# Probleme.



## xloouch (15. Jun 2007)

Hallo zusammen.

Hab ein kleines Problem..
eigentlich sind es zwei Probleme..









Problem 1:

Wie ihr auf dem Bild seht, fehlen die Texturen.


Problem 2:

Ich will den Roboterarm drehen. aber wie mach ich das genau?

Falls ihr Code braucht. sagt mir, welcher teil des Source ihr braucht.




Danke für eure Hilfe im voraus

Grüsse

Xloouch


----------



## Evil-Devil (15. Jun 2007)

Was nutzt du denn?
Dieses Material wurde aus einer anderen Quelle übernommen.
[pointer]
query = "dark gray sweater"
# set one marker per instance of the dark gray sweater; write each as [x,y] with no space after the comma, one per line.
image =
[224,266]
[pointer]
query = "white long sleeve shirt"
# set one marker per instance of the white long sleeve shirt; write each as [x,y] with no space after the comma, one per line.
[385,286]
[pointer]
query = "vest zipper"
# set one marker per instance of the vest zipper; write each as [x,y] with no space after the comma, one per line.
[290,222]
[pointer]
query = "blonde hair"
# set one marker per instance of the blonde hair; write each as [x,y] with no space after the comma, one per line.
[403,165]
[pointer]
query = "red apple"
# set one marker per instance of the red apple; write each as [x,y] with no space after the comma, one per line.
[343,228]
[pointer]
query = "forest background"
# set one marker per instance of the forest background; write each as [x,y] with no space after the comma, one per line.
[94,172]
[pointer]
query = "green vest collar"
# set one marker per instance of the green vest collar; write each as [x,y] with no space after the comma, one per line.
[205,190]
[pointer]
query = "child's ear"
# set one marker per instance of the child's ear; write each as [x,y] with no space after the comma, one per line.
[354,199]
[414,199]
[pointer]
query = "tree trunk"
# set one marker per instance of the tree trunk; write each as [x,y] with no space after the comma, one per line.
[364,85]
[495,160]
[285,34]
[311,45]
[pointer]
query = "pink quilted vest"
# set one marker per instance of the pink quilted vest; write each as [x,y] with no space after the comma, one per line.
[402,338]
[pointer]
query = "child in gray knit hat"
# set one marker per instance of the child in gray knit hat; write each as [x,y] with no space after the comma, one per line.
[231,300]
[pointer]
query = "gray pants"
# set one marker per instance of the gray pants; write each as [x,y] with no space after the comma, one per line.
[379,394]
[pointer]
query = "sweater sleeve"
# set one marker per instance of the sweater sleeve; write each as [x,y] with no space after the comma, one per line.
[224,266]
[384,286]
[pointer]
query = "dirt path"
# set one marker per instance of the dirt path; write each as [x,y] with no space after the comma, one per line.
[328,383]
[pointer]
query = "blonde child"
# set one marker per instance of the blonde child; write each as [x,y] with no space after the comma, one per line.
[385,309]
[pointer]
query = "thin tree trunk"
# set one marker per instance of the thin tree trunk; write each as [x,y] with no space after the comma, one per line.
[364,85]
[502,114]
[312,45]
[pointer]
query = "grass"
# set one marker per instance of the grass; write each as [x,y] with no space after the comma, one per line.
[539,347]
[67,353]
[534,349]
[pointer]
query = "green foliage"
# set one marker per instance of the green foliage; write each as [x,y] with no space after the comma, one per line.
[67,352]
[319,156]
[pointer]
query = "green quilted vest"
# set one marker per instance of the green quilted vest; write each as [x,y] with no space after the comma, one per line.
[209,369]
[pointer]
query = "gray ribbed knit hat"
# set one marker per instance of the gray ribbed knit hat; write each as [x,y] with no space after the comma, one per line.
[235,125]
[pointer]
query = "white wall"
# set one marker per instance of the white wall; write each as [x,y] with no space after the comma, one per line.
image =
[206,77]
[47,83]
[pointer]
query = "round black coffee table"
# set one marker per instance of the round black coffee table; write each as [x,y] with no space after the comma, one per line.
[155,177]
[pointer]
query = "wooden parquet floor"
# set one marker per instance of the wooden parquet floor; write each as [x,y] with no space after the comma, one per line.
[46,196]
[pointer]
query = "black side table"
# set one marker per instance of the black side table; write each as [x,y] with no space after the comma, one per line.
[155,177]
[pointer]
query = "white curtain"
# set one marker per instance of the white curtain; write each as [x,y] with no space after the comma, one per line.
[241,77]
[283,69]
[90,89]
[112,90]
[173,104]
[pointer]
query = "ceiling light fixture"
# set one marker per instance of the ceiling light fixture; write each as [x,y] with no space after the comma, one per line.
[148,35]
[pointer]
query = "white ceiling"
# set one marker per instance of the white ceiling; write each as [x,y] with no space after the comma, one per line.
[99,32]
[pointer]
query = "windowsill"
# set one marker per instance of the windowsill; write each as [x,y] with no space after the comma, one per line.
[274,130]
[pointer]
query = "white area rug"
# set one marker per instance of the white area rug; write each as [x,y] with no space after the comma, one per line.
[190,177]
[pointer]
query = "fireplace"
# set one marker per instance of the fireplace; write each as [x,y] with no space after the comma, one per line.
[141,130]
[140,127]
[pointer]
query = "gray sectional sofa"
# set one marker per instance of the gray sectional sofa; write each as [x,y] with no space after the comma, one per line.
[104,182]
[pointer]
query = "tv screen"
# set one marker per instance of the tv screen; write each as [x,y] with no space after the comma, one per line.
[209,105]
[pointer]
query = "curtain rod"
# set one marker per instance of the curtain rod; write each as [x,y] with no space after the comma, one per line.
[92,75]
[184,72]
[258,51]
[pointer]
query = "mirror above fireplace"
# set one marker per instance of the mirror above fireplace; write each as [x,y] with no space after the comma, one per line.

Java3D, JOGL, LWJGL?

Texturen musst du einlesen und dann entsprechend an die Polygone ankleben

Rotieren geht mit einer entsprechenden Rotate Funktion die bestimmt bei der API die du verwendest bei ist.


----------



## xloouch (15. Jun 2007)

Also Arbeiten tu ich mit J3D. Als Import verwende ich ursprünglich STL Files, welche ich via STLLoader hineinlade.

hm. hast du mir ein beispiel für eine Rotation methode, oder code schnipsel?

Bin ein neuling im j3d bereich.. wie mach ich denn texuren über so eine vektor-zeichnung?


Danke dir für die antwort


----------